It looks like we were close, but there was still another 20 minute drive or longer.
Here is a video of the first time we saw it exploding. It isn't nearly as exciting as from the other side and up close, but still pretty interesting.
This is a view from our car as we were driving through the ash field. The remainder of the drive to the volcano was on the ash field.
Here is a picture from our window looking back on the other tour jeep with the other 4 people on our tour.
This is just another view of the vast ash field.

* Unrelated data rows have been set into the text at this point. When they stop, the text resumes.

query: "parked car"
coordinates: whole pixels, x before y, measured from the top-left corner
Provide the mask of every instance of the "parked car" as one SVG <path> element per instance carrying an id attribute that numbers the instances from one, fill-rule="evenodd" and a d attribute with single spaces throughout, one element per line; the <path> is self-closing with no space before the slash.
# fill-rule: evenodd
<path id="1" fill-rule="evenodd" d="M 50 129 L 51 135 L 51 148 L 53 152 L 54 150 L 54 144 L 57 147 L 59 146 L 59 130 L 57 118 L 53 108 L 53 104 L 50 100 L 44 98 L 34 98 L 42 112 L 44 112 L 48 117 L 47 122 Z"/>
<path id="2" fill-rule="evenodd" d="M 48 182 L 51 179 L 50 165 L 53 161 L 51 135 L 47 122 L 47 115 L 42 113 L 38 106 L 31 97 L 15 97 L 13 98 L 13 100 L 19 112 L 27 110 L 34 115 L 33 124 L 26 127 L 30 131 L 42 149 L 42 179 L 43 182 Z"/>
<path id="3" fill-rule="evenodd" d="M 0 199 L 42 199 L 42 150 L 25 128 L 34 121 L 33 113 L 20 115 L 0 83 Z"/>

Here is the road as we go toward the volcano. The road is ash and the steam was coming off the side of the road the whole way to the parking lot. This was one of the best parts of the entire road, by the way. The rest of the trip was much bumpier.
Here is the entrance and the bathrooms. Yes, I did use it, basically a hole with a piece of wood over it : )
Here is part of the volcano as we were walking up it.
This is a picture of an eruption while it was still daylight.
Here is a video of the volcano erupting in daylight.
Here are a couple more during the day. Sometimes, during the day, it looked more like smoke and you couldn't see the embers, but other times you could.
At night, due to the dropping temperatures, it is really active. And, it looks brilliant because of the contrast of the night sky and embers. It was breathtaking and the closest parallel I can draw is to that of watching fireworks, while on the ledge of a really tall hill with about 50 other strangers. Before it got dark, the 8 of us were the only ones there, then more gathered as the sun went down. Still, it felt a far cry from a traditional tourist environment.
We have hundreds of these pictures, and we may post a few mores, but you get the picture, really amazing.